Avevo appena finito di inviare su Whatsapp a mia sorella il video dell’orsa Amarena che, su una strada di San Sebastiano dei Marsi, guardava a destra e a sinistra per fare attraversare i suoi cucciolo, mentre la gente intorno scattava foto e la riprendeva da pochi metri di distanza senza che l’orsa mostrasse niente di aggressivo, come se facesse parte del paese e umani e orsa vivessero in armonia, che ho appreso la notizia della fucilata. Mi ha fatto male. Parte della fucilata ha preso anche me, nello stomaco. Se si tratta di animali sono portato al patetico, lo so e non posso farci niente, se non cercare conforto in riflessioni metafisiche che aiutano ma mica poi così tanto. Nella fattispecie: ha senso prendersela con questo qui? Non bisognerebbe invece prendersela (e non sarebbe più utile?) con la cultura nella quale è cresciuto e nella quale uscire fuori casa imbracciando un fucile - al posto di tapparsi dentro e magari gettare qualcosa da mangiare all’orsa dalla finestra – è sinonimo di machismo e di protezione della famiglia? Se proprio doveva sentirsi un essere eiaculante non poteva sparare in aria (magari dalla finestra, e dopo averle lanciato da mangiare se non per lei per i suoi cuccioli – ho visto gatte affamate e felici mentre i cuccioli mangiavano)? È la stessa aberrante e nichilistica mancanza di senso degli aberranti tizi che hanno preso a calci fino alla morte una capretta. O di coloro che si dilettano a stuprare. Non pensate anche voi che questo aberrante machismo che vuole riempire il vuoto esistenziale a colpi di fallo spruzzante (spesso metaforico) sia un problema che andrebbe affrontato su larga scala? C’è un libro di Roberto Calasso, “Il cacciatore celeste”, che spiega in qualche maniera il nostro essere cacciatori e carnivori (ben prima che i raccoglitori diventassero agricoltori). In quel libro sta insieme la giustificazione ma anche il limite. Il gesto del tizio che ha sparato all’orsa ha un senso? Ha un limite? O non è forse un atto isterico, malato di quella isteria da nichilismo che investe tutta la nostra epoca?

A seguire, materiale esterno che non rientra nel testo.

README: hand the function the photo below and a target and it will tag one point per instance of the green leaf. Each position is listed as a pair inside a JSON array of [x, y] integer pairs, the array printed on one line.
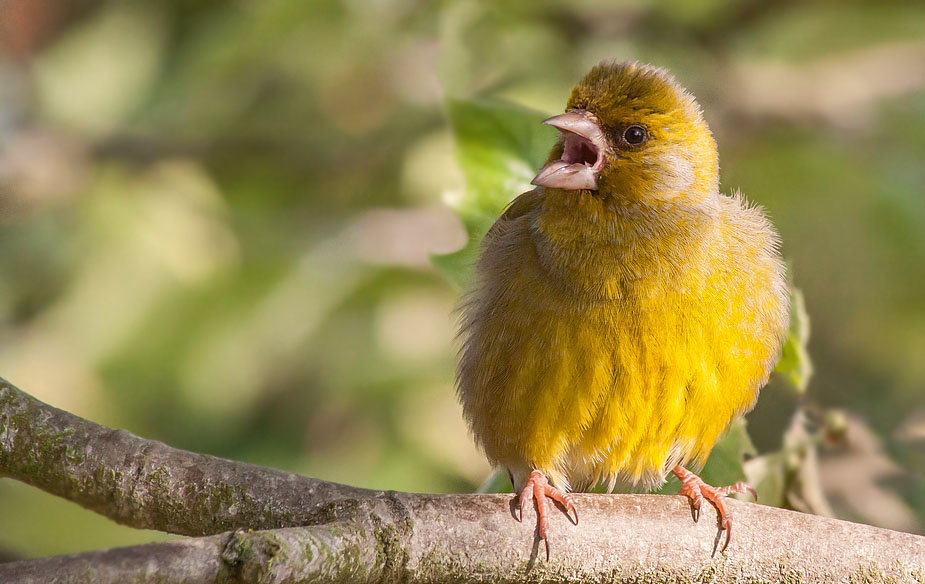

Molti dicono che abbia sparato per paura: minchiate. Aveva un fucile e una casa. Ha sparato per nichilismo. Non è un uomo in preda alla paura, ma in preda a quella mancanza di senso per la quale togliere una vita riempie per un attimo la sua.
Così come non ha senso prendersela col tizio. Non risolve il problema, sarebbe come uccidere un qualsiasi animale per motivi non legati alla sopravvivenza. Chi lo minaccia è fatto della stessa pasta. Il dolore che proviamo bisognerebbe riversarlo sulla nostra immonda cultura. Non su quell’essere spaventato (dal nulla, non dall’orsa), tremedondo, isterico e pazzo come gran parte dell’umanità. Che farebbe qualsiasi cosa pur di non chiedere aiuto. Persino sparare.